Garantiezahlungen auch nach 2014
Die konservative Fraktion wird sich weiterhin für die Landwirte stark machen. Gemeinsam konnten wir bereits vieles für die Zuckerrübenwirtschaft erreichen. Bei der Zuckermarkt-Reform drohten damals Kürzungen der Produktionsmengen von bis zu 40 %. Wir waren vehement gegen diese Kürzungen. Zusammen konnten wir erreichen, dass die durch die Politik der Kommission unvermeidlich gewordene Reduzierung der EU-Zuckererzeugung auf eine Weise geschah, die den heute noch aktiven süddeutschen Zuckerrübenanbauern nur eine Kürzung um 5 % auferlegt. Auch sind die Ausgleichszahlungen länger und höher ausgefallen als ursprünglich von der Kommission anvisiert. Ich werde mich außerdem dafür einsetzen, dass es eine Übergangsfrist geben wird und Sie damit auch über das Jahr 2014 hinaus von Garantiezahlungen profitieren werden.
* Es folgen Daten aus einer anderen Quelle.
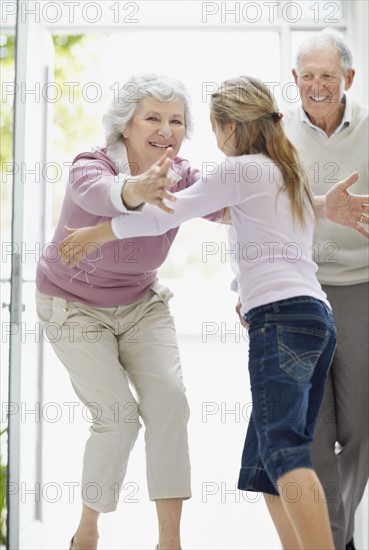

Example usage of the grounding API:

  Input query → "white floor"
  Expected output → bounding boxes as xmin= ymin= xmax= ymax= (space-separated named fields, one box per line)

xmin=36 ymin=284 xmax=280 ymax=550
xmin=5 ymin=281 xmax=369 ymax=550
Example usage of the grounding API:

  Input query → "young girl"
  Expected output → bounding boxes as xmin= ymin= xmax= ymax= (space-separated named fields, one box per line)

xmin=61 ymin=77 xmax=336 ymax=549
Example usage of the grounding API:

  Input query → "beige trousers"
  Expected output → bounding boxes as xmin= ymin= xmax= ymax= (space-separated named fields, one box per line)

xmin=36 ymin=283 xmax=191 ymax=512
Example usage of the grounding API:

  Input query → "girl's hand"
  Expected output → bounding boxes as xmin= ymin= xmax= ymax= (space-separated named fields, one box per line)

xmin=59 ymin=221 xmax=116 ymax=267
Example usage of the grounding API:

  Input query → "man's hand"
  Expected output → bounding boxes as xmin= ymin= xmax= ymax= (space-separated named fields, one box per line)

xmin=122 ymin=148 xmax=175 ymax=213
xmin=316 ymin=172 xmax=369 ymax=238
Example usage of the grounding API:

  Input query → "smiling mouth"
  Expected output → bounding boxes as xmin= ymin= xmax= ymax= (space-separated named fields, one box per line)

xmin=149 ymin=141 xmax=172 ymax=149
xmin=310 ymin=95 xmax=329 ymax=103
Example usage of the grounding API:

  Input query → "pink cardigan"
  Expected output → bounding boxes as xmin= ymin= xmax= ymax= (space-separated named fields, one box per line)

xmin=36 ymin=146 xmax=219 ymax=307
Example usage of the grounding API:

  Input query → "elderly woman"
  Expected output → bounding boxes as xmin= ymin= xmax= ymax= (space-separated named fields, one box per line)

xmin=36 ymin=75 xmax=215 ymax=550
xmin=37 ymin=75 xmax=363 ymax=550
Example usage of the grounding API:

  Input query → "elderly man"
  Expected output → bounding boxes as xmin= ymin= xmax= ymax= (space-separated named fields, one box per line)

xmin=284 ymin=30 xmax=369 ymax=550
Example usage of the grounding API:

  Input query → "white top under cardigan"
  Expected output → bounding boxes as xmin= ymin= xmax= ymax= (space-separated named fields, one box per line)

xmin=112 ymin=155 xmax=329 ymax=314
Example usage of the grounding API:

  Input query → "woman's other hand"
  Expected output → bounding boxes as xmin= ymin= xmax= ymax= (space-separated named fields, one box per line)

xmin=122 ymin=148 xmax=175 ymax=213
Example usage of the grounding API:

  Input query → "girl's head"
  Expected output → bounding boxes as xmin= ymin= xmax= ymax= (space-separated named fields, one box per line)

xmin=103 ymin=74 xmax=192 ymax=172
xmin=210 ymin=76 xmax=314 ymax=224
xmin=210 ymin=76 xmax=282 ymax=156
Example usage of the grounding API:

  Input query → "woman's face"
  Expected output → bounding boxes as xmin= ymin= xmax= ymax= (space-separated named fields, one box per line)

xmin=123 ymin=98 xmax=186 ymax=174
xmin=210 ymin=113 xmax=236 ymax=156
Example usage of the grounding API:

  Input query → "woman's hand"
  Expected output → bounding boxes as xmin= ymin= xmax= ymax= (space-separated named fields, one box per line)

xmin=316 ymin=172 xmax=369 ymax=238
xmin=121 ymin=148 xmax=175 ymax=213
xmin=59 ymin=221 xmax=116 ymax=267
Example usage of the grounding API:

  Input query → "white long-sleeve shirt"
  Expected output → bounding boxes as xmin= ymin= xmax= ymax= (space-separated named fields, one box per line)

xmin=112 ymin=155 xmax=329 ymax=314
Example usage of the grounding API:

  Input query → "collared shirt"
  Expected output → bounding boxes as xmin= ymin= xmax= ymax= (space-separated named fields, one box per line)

xmin=300 ymin=95 xmax=352 ymax=139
Auch diese Meinung teilen nicht alle Fraktionen im Europäischen Parlament, so dass wir hier ebenfalls Ihre tatkräftige Unterstützung benötigen, durch Sie und Ihren Verband. Wir konnten uns bereits im Januar letzten Jahres erfolgreich dafür einsetzen, dass der Zuckerexport weit vor Beginn der Ernte europaweit auf 500.000 t angehoben wurde. Das war für Sie gut, denn das letzte Jahr war sehr erfolgreich und brachte 30 % mehr Erträge ein als in durchschnittlichen Jahren. Gehen Sie Ihren Weg konsequent weiter und machen sich fit für die Zukunft. Dazu zählen die Optimierung bei der Züchtung und Anbautechnik genauso wie die Nutzung der neuen Chancen, die sich durch den Kampf gegen den Klimawandel ergeben: Als Umweltpolitikerin sage ich: Der Landwirt ist der Energiewirt der Zukunft!
Zusammenfassung
Die Landwirtschaft ist ein bedeutender Wirtschaftszweig in der EU, der die Ernährungssicherheit für eine halbe Milliarde Menschen in der EU gewährleistet. Mit dem Vertrag von Lissabon hat das Europäische Parlament an politischer Macht auch im Agrarsektor gewonnen. Diese Einflussmöglichkeiten gilt es nun im Sinne einer nachhaltigen, zukunftsorientierten Landwirtschaft bei der Agrar-Reform 2013 einzusetzen.